In today’s edition: the most powerful woman in crypto, the secret weapon behind Mexico’s president, and an all-women deal in AI. – Dealmakers. Jessica Wu, Sarah Guo, and Kimberly Tan are sitting on a
Zoom call. Tan is an investor at Andreessen Horowitz, Guo is the investor
behind the AI-focused firm Conviction, and Wu is the cofounder and CEO of the new startup Sola Solutions. The trio is behind one of the most exciting recent deals in enterprise AI—Sola has raised $21 million,
Fortune is the first to report, $3.5 million in a seed round led by Conviction and $17.5 million in a Series A led by Andreessen.
It’s not intentional that it’s three women behind these deals, all three say. But it is unusual. None can recall being part of an all-women deal in AI before. “You go build a startup and you’re not exactly surrounded by a ton of women,” says Wu, 22.
Wu’s company, Sola, is aiming to drive the future of enterprise AI. It’s the next generation of RPA, or robotic process automation, a form of technology that handles repetitive tasks. The best-known RPA platform is UiPath, and Wu is designing her company to vastly improve that experience. “It required hundreds of consultants to come in and really operated on 1990s-era software that just constantly broke,” she says of traditional RPA.
Her company, which went through Y Combinator, relies on AI agents to complete these tasks instead. It’s one platform designed for end users who have no experience with AI—logistics, insurance, operational finance professionals, and more across the country. “It’s for old, verticalized, legacy businesses, and we do everything from send their invoices to build their shipments and do data entry into their healthcare portals—all the most manual, critical areas of the business,” Wu says.
Wu and her 23-year-old cofounder and CTO Neil Deshmukh dropped out of MIT. Wu had studied math and already worked for Citadel and Thrive Capital. Deshmukh has been obsessed with technology since he was a teen, when at 14 he created vision-based biometrics for his bedroom so his brother couldn’t get in.
But for this startup to work, the founders had to get outside of Silicon Valley. “In order to serve all of these people that don’t come from your own experience or technical understanding, you really have to have both product vision and a lot of empathy and the ability to rally people to your side,” Guo says of Wu. The founder has spent the past several months on the ground with freight brokerage leaders or with logistics customers at a golf conference, convincing them that this product would benefit their businesses. Sola’s AI can replace jobs that have traditionally be off-shored to workers in other countries.

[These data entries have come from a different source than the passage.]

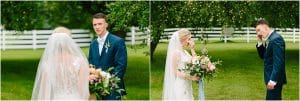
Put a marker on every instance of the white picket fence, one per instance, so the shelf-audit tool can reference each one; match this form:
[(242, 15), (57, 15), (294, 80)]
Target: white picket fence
[(38, 38), (35, 39), (246, 34)]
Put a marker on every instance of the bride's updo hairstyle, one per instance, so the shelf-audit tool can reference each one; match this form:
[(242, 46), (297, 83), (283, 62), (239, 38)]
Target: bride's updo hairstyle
[(183, 33), (62, 30)]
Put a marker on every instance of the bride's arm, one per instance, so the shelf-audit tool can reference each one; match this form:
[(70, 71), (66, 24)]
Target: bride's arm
[(83, 82), (177, 73)]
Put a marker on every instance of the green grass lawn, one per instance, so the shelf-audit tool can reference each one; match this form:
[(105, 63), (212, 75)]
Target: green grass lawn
[(240, 77), (18, 68)]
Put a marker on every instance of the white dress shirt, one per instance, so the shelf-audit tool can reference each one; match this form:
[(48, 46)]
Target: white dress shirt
[(101, 42), (260, 43)]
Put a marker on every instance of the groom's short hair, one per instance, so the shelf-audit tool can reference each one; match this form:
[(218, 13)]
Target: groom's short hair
[(100, 16), (262, 22)]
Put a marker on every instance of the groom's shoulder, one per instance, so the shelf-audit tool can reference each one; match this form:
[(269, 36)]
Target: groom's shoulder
[(94, 41), (117, 38)]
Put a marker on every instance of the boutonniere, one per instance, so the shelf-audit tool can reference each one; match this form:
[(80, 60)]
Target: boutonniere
[(107, 45), (267, 43)]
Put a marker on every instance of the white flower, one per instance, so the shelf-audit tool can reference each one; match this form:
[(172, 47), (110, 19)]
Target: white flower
[(106, 77)]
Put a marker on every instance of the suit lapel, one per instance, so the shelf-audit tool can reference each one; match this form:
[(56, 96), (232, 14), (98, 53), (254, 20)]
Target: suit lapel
[(104, 46), (97, 48)]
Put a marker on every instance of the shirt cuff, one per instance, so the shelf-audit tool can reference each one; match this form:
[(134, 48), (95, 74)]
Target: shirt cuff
[(273, 82), (259, 44)]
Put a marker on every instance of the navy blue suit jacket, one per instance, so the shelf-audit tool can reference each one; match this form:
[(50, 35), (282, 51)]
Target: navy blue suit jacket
[(274, 59), (114, 54)]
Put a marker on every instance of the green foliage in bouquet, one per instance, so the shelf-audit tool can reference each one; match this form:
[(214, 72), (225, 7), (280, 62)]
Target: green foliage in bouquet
[(102, 83), (201, 66)]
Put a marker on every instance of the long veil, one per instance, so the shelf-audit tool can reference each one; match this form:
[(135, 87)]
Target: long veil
[(63, 69), (169, 78)]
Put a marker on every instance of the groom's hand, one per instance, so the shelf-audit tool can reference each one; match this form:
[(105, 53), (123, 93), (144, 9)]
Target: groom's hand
[(270, 86), (259, 38), (191, 44)]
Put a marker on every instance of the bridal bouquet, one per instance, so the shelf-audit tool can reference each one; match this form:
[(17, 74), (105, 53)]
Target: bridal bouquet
[(103, 83), (201, 66)]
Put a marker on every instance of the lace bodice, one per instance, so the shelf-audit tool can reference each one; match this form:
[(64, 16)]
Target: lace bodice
[(66, 80)]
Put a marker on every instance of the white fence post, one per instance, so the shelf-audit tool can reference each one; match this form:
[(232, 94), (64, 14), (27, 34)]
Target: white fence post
[(148, 37), (132, 36), (3, 40), (34, 39), (248, 35), (294, 36)]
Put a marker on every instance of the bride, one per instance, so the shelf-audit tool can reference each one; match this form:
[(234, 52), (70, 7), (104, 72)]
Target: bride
[(63, 70), (177, 84)]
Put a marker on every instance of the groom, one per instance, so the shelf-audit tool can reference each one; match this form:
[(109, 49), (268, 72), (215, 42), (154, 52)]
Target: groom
[(107, 51), (273, 53)]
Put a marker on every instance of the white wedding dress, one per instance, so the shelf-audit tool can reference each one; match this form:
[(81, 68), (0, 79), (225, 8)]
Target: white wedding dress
[(63, 71), (176, 87)]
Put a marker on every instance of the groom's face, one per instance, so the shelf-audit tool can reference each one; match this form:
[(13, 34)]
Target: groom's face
[(99, 26), (262, 30)]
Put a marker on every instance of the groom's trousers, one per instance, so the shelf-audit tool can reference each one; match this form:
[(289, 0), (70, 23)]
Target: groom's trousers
[(274, 94)]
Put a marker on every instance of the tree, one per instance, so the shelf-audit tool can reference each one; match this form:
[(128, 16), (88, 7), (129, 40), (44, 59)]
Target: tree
[(125, 14)]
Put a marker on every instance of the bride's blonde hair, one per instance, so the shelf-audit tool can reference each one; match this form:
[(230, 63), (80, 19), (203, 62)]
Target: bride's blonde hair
[(62, 30), (183, 33)]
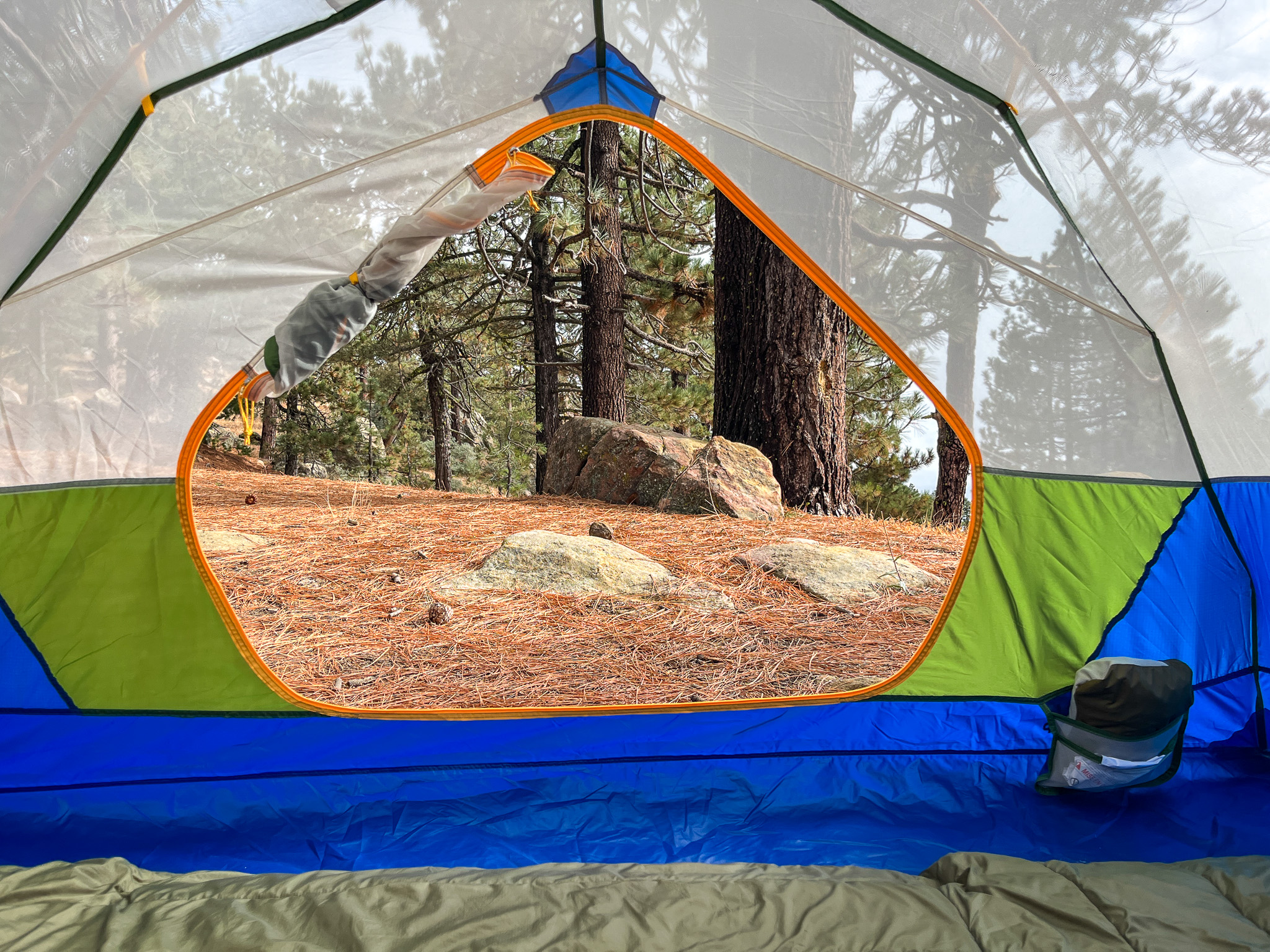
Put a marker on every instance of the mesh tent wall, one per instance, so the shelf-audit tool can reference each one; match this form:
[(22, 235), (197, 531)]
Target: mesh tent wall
[(182, 174)]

“AI is this amazing, powerful technology, but it does require wrangling to get it to work for businesses,” says Tan, who invests in enterprise AI for Andreessen. “There’s a huge gap between what people know is theoretically possible and what you actually get in your day-to-day.”
What made Sola stand out to these investors was how it functions for non-technical users across every industry, rather than having to invest in industry-specific tools. “Eventually,” Wu says, “hopefully Sola can just take over all the manual work that people don’t really want to do.”